Secondly, the extracted factors are prepared for use in the forecasting model. Normalization, transformation, and concatenation were employed. Thirdly, the Generative Adversarial Networks (GANs) structure is introduced, followed by a training process setting. The convolutional recurrent neural network model. In the proposed model, the LSTM network is adopted as the generator according to its stability. The convolutional neural network (CNN) is employed to distinguish whether the input data is real or generated by the generator. Finally, comprehensive experiments are performed on real-world datasets. The proposed model can automatically learn various characteristics to understand spatiotemporal patterns and enhance forecasting performance. For proving the xxx of predictive accuracy, the proposed model is validated and compared with several benchmark algorithms, including the ARIMA, XBoost, MLP, GAN_LSTM, and GAN_CNN on the real-world data of Wuhan city.

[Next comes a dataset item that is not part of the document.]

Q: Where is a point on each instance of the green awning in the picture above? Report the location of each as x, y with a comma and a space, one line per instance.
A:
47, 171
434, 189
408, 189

The results show that our model outperforms the other prediction approaches in the measurements of MAPE, RMSE, MAE, and time-consuming.
The evidence from findings proves that considering a deep learning-based approach and considering spatial-temporal, weather, road network correlations in models can significantly improve predictive accuracy. The results can assist policymakers in regulating the taxi industry to enhance the temporal taxi supply and the taxi lease rents (which vary by shift) for specific periods, which may improve passengers’ degree of satisfaction and improve the transportation capacities of the taxi industry cities.
For future work, there is a need to investigate the impact of other similar types of traffic demands such as online car-hailing services (for instance, didi and ober), which lead the taxi demands to be reduced. Moreover, the spatial correlation between city areas would be considered and then forecast taxi demand by graph-based deep neural networks.